What is the problem/issue being addressed?
Two-dimensional (2D) materials are a relatively new class of thin materials consisting of a single layer of covalently bonded atoms. The unprecedented characteristics of 2D materials have already led to the observation of new physics and lend themselves to a wide range of technology-focused applications. Both in the fabrication process and in applications, liquids frequently interact with 2D materials. Due to the small length scales associated with these scenarios, the van der Waals (vdW) interaction between different subjects (such as between the thin solid and the substrate and between the thin liquid and the substrate) plays a crucial role in determining the final state of the system. The key scientific problem this project is focusing on is how thin solids and thin liquids are deformed at small scales in the presence of vdW interactions. In particular, motivated by recent experiments, we addressed two sub-problems: (1) the statics and dynamics of droplets on thin liquids that behave as a lubricating layer on solid substrates; (2) the equilibrium of thin sheets on adhesive substrates with liquids trapped at the interface.
Why is it important for society?
The analysis of these problems not only provides new insights into the controlling mechanisms in different systems but also suggests new methods through which the presence of thin liquids/droplets can be controlled and exploited in relevant applications that are important for society.
For example, a relevant application for problem 1 is liquid-infused surfaces (LISs) formed by coating surface with a thin layer of oil lubricant. This liquid coating has found a variety of applications including the creation of surfaces that are anti-biofouling, anti-icing and facilitate water harvesting.
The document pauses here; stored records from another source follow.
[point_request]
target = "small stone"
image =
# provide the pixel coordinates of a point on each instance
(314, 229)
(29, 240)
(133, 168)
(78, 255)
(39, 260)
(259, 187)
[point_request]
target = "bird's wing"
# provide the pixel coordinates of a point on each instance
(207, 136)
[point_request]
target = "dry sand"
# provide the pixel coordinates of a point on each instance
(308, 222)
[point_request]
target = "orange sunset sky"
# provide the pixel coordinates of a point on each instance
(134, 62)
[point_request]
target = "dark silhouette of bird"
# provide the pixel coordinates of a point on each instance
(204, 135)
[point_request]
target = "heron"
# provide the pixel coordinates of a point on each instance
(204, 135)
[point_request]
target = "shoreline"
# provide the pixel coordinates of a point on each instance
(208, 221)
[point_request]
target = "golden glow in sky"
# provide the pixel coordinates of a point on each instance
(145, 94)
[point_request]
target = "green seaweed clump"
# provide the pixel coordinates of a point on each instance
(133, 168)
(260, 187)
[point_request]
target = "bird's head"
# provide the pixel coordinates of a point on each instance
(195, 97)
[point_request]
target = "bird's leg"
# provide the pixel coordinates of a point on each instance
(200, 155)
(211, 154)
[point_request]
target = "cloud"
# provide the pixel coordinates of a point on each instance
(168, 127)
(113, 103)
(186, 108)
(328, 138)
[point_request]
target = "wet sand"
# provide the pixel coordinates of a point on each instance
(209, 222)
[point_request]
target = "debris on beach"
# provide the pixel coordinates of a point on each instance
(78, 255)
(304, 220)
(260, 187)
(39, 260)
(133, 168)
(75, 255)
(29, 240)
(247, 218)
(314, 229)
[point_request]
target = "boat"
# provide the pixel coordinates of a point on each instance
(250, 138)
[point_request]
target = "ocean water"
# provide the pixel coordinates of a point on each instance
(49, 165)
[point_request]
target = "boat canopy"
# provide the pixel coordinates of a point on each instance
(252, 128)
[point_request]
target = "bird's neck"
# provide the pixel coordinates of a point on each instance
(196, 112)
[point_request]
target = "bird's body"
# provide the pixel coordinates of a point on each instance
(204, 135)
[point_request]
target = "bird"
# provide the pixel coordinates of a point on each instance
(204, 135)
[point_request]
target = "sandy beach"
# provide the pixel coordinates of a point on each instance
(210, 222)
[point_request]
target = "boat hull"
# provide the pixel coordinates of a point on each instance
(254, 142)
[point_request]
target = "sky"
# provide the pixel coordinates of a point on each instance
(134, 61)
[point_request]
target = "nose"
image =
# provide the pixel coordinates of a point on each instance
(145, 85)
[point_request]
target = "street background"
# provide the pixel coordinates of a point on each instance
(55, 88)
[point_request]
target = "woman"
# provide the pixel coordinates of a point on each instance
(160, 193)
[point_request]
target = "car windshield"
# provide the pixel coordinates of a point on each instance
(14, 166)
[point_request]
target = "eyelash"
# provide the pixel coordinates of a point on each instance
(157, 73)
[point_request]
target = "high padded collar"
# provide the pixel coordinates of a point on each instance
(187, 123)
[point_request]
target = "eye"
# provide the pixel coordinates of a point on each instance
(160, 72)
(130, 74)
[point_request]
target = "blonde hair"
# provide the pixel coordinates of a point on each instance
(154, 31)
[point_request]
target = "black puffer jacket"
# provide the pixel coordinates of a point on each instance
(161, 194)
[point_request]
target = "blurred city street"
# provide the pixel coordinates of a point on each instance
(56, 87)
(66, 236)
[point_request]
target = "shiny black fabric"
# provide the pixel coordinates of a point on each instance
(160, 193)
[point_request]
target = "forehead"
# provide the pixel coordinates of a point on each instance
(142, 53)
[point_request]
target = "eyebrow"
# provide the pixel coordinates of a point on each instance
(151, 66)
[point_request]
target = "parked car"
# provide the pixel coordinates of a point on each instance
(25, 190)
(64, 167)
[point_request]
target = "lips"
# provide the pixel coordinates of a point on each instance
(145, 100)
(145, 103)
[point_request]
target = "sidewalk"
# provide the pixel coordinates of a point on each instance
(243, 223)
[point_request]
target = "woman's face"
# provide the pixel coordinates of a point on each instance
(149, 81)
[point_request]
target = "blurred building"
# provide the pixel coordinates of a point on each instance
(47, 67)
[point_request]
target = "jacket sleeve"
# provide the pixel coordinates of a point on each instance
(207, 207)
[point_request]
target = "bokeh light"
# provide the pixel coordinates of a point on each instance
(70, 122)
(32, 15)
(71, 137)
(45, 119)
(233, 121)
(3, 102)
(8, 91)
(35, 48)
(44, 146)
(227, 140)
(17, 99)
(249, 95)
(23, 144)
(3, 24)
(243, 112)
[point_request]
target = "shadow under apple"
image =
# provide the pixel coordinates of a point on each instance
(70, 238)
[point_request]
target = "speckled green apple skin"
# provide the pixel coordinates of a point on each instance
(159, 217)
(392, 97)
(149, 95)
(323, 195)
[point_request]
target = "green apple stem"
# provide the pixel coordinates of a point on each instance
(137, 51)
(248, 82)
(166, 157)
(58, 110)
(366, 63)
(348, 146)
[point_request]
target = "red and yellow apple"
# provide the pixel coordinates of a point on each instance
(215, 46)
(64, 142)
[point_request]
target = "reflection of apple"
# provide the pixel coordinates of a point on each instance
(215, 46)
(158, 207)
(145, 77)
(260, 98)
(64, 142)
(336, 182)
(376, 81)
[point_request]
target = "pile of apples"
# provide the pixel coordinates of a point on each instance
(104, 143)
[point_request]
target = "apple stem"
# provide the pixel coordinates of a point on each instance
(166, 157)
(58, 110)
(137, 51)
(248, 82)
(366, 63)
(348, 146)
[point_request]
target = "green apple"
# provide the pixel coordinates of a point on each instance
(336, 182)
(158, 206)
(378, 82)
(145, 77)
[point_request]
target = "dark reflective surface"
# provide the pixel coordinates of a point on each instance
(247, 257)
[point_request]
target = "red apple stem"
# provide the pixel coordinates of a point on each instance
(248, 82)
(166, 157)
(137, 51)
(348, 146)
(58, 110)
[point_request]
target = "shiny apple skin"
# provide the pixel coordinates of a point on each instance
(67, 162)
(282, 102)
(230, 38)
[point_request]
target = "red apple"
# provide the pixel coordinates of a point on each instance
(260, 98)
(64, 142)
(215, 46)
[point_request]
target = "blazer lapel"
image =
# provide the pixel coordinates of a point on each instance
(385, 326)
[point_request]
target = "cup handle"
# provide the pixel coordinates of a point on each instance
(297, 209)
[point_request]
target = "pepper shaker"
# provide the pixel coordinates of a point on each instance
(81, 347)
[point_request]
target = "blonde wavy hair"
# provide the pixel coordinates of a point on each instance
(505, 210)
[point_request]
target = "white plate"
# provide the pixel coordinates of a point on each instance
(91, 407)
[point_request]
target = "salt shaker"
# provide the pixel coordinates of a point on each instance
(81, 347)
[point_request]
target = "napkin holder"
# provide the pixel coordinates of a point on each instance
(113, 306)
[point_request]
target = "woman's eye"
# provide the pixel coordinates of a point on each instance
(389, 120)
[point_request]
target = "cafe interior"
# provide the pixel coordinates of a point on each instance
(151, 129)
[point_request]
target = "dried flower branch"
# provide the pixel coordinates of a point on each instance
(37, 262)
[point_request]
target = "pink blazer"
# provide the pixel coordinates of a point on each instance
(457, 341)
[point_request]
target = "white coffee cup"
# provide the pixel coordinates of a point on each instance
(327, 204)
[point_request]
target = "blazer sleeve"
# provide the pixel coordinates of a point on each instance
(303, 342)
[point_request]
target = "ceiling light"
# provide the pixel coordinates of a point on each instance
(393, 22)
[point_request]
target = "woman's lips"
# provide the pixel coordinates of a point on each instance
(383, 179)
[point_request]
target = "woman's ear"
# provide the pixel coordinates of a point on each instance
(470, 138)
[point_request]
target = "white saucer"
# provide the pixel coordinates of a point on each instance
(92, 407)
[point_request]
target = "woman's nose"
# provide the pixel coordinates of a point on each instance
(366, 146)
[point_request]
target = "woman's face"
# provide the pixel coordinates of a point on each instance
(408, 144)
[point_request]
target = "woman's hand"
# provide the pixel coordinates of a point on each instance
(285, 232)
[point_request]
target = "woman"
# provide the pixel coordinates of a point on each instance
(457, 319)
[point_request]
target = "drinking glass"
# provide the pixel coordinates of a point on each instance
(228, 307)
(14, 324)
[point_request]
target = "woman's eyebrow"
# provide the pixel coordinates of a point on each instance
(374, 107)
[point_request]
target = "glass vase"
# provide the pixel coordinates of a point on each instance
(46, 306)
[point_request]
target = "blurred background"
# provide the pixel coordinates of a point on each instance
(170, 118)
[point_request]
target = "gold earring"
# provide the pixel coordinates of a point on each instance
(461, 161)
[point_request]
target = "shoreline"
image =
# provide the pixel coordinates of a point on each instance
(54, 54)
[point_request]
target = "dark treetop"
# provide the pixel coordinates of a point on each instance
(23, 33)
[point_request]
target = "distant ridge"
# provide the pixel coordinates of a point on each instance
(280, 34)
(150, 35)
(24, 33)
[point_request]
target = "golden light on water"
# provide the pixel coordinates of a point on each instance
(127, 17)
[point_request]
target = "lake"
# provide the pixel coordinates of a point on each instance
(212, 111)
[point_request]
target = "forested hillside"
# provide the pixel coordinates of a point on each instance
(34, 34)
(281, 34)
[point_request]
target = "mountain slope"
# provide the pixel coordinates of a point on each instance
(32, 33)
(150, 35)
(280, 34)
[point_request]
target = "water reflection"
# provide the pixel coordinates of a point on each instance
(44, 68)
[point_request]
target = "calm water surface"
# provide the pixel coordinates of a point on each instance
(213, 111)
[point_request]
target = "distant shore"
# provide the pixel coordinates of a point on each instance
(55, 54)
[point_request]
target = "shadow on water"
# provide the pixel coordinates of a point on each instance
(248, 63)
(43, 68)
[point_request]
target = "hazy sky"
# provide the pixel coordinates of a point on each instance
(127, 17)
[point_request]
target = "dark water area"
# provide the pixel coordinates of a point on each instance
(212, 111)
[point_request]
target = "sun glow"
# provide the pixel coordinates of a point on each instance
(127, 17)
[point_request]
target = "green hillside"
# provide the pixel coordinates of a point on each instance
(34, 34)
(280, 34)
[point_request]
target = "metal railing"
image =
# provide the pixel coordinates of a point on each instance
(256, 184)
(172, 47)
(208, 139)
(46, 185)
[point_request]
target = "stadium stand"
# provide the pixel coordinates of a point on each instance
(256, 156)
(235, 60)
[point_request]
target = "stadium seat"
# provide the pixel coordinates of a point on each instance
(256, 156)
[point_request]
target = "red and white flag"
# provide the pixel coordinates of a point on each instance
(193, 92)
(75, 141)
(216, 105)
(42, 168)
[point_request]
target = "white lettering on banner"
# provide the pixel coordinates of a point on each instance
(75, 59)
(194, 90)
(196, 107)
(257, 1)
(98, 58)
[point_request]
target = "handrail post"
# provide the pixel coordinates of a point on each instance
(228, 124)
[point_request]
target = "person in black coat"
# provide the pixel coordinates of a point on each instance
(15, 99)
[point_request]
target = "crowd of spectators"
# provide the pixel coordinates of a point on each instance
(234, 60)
In many of these applications, the deformation of the lubricant surface caused by a droplet is particularly important while our analysis of problem 1 can provide direct controlling parameters on how large this deformation can be as well as how fast the completion of this deformation takes. A relevant application for problem 2 is the coupling between strain and electronic properties in graphene bubbles, which has been found to produce pseudomagnetic fields (PMFs) of magnitudes on the order of 100 Tesla. Such gigantic PMFs might be used for the design of valley filtering and valley splitting devices. Our analysis of problem 2 can be directly used to predict the shape and size of the bubble by balancing the elastic forces due to the thin sheets and van der Waals forces. Such predictions are useful for the deterministic design of graphene bubbles for relevant valley filtering and valley splitting devices.
What are the overall objectives?
The research objective of this project is to develop theoretical frameworks within which problem1 and 2 can be addressed. Particularly central to our objective is to elucidate the statics and dynamics of the competition between elasticity of 2D materials and substrates, liquid viscosity and capillarity, and interfacial vdW interactions. The training objective of this project is to allow the fellow to gain extensive scientific competence in the area of thin film mechanics by the implementation of this project.
Conclusions of the action
This project aims to understand the deformation of thin solids and thin liquids at small scales where van der Waals forces are particularly important. Based on recent experiments on LISs and graphene bubbles, this project focuses on two specific problems: the statics and dynamics of droplets on LISs and the competition between elasticity and vdW interactions in graphene bubbles.